Back home: the premature baby born during UK's COVID crisis

BURNLEY, England (Reuters) – At the peak of Britain’s coronavirus outbreak in April when hundreds were dying each day from COVID-19, Kirsty Anderson was rushed to hospital to give birth to her baby son who had not been due to arrive for another three months.

Just two hours after she went into labour, baby Theo was born weighing just 2lb 4oz (1 kg) at the intensive care unit at Burnley General Hospital’s maternity wing in northern England.

Father Leon Stubbs, 35, was only allowed to see Kirsty 20 minutes beforehand and after Theo’s birth, they had just an hour together before he had to go home.

In the weeks following the stressful events in the early hours of April 20, the parents then had to take turns to visit their son as he grew stronger in an incubator.

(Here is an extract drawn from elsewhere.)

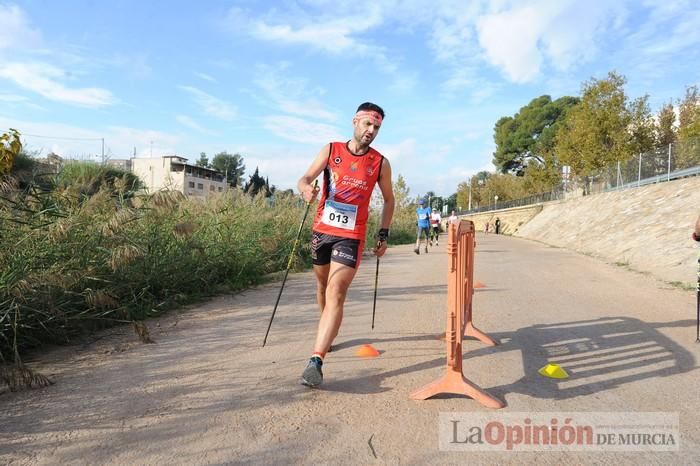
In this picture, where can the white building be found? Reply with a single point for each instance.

It was during this time that a Reuters photographer took a picture of tiny Theo with his limbs outstretched being handed to his mother by a nurse wearing gloves and mask, an image that featured prominently in British newspapers and on online news sites globally.

It was an absolutely horrendous time, Kirsty, 33, recalled, and due to COVID-19 the family could not see him together.

But this week, Theo – now weighing in at 6lb 4oz – was finally allowed to go home to meet his older brother, 16-month-old Arlo, for the first time in person.

“He’s fabulous, he’s done so well,” Kirsty told Reuters as she was leaving the hospital with Theo and Leon. “Amazing, absolutely amazing – I just can’t wait for his brother to see him.”

As staff who had looked after Theo waved them farewell, a tearful Kirsty paid tribute to what they had done for her.

“I can’t thank them enough,” she said. “They’re here to sort the babies out but they get you through it as well. I honestly don’t have enough words to thank them, they’re amazing.”